Uploaded by : DreamGains Financials, Posted on : 09 Oct 2015

  1. Head and Shoulders

A head and shoulders pattern is formed after an uptrend. Its completion marks a reversal pattern and it is formed of three peaks, the middle peak (head) being the highest and the other two outside peaks (shoulders) being low and roughly equal. The reaction lows of each peak can be connected to form a neckline and the break of which completes the formation of this pattern.

Left Shoulder: A peak is formed in an uptrend which is marked as left shoulder. At this point of time this is the highest point of the trend. The reaction low after that peak marked as 1 completes the shoulder. The decline usually remains above the trend line which keeps the prevailing trend intact.

Head: From the reaction low of left shoulder again the rise begins and marks a new peak higher than previous one (left shoulder). After peaking, the reaction low from this peak marked as 2 forms the second point of neckline. This low generally breaks the trend line which signals prevailing trend in danger.

Right Shoulder: The advance from the low of the head forms the right shoulder. This peak is lower than the head and usually matches the high of the left shoulder. Though symmetry is proffered, sometimes this is not in order. Now, the decline from right shoulder should break the neckline formed by joining points 1 and 2.

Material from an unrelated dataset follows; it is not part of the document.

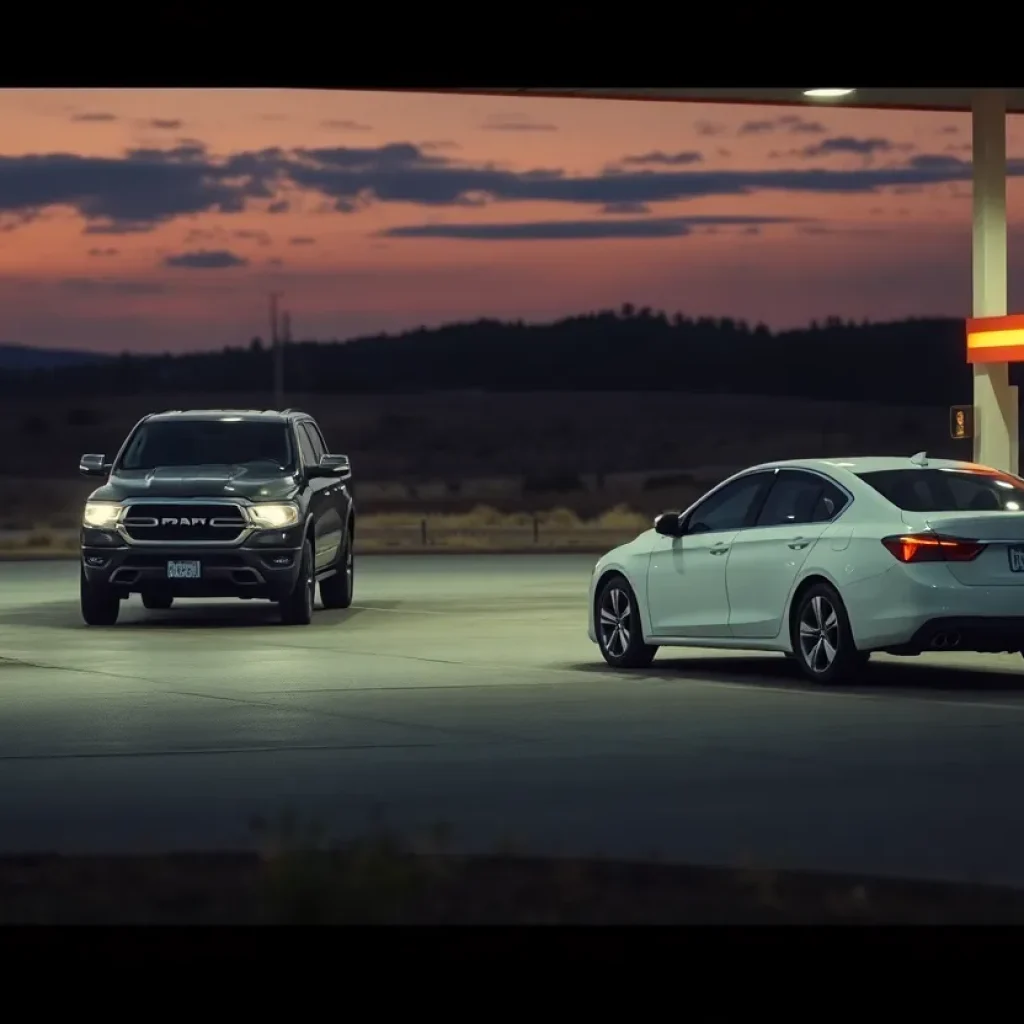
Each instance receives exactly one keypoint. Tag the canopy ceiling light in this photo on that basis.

Volume: Volume plays important role in confirmation of this pattern. Though this should not be used as rule. Ideally, but not always volumes during the formation of left shoulder should be higher than during the advance of head. The decrease in volumes during head formation is a warning sign. The next warning comes when volumes increases during decline from the head. And, the final confirmation comes when volumes increases during decline from right shoulder.

Target: The price target of this pattern can be measured by deducting the distance from the neckline to top of the head from the breakout point of neckline.


Head and Shoulders - Western Technical Pattern


The above chart is of NIFTY and the pattern was formed in near past only which achieved its target in just 2 days from the breakout.

In this case, though volumes didn’t confirmed the pattern but we already mentioned that it should not be used as a rule.

  1. Double Top

The double top is a major reversal pattern that is formed after an extended uptrend. The pattern is formed of two consecutive peaks that are probably equal, with a trough in-between.

Though there can be variations, but the classic double top marks at least an intermediate trend change from bullish to bearish, if not long-term. Many potential double tops can form along the way up, but until key support is broken, a reversal cannot be confirmed. To clarify, we will look at the main points in the formation and then brief through an example.

Prior Trend: With any reversal pattern, there must be a prevailing trend to reverse. In the case of the double top, a significant uptrend of several months should exist.

First Peak: The first peak should mark the highest point of the current trend. As such, the first peak is fairly normal and the uptrend is not in question at this time.

Trough: After the first peak, a decline takes place that typically ranges from 10 to 20%. Volume on the fall from the first peak is usually not significant. The lows are sometimes rounded or drawn out a bit, which can be a sign of tepid demand.

Second Peak: The rise from the lows usually happens with low volume and meets resistance from the previous high. Resistance from the previous high should be expected. Even after meeting resistance, only the possibility of a double top exists. The pattern still needs to be confirmed. The time period between peaks can vary from a few weeks to many months, with the norm being 1-3 months. While exact peaks are preferable, there is some leeway. Usually a peak within 3% of the previous high is adequate.

Decline from Peak: The subsequent decline from the second peak should witness an expansion in volume and/or an accelerated descent, perhaps marked with a gap or two. Such a decline shows that the forces of demand are weaker than supply and a support test is imminent.

Support Break: Even after trading down to support, the double top and trend reversal are still not complete. Breaking support from the lowest point between the peaks completes the double top. This too should occur with an increase in volume and/or an accelerated descent.

Support Turned Resistance: Broken support becomes potential resistance and there is sometimes a test of this newfound resistance level with a reaction rally. Such a test can offer a second chance to exit a position or initiate a short.

Price Target: The distance from support break to peak can be subtracted from the support break for a price target. This would infer that the bigger the formation is, the larger the potential decline.


Double Top - Western Technical Pattern


In the above chart of BHEL in recent past, the highs were not exactly but almost same. The first high was of 290 and the other is of 289.65. The trough of the pattern was at 271. After the breakout, it achieved the target of 252 on the same day.

Though it should not be assumed, that price target will get achieved same day. It may take much longer.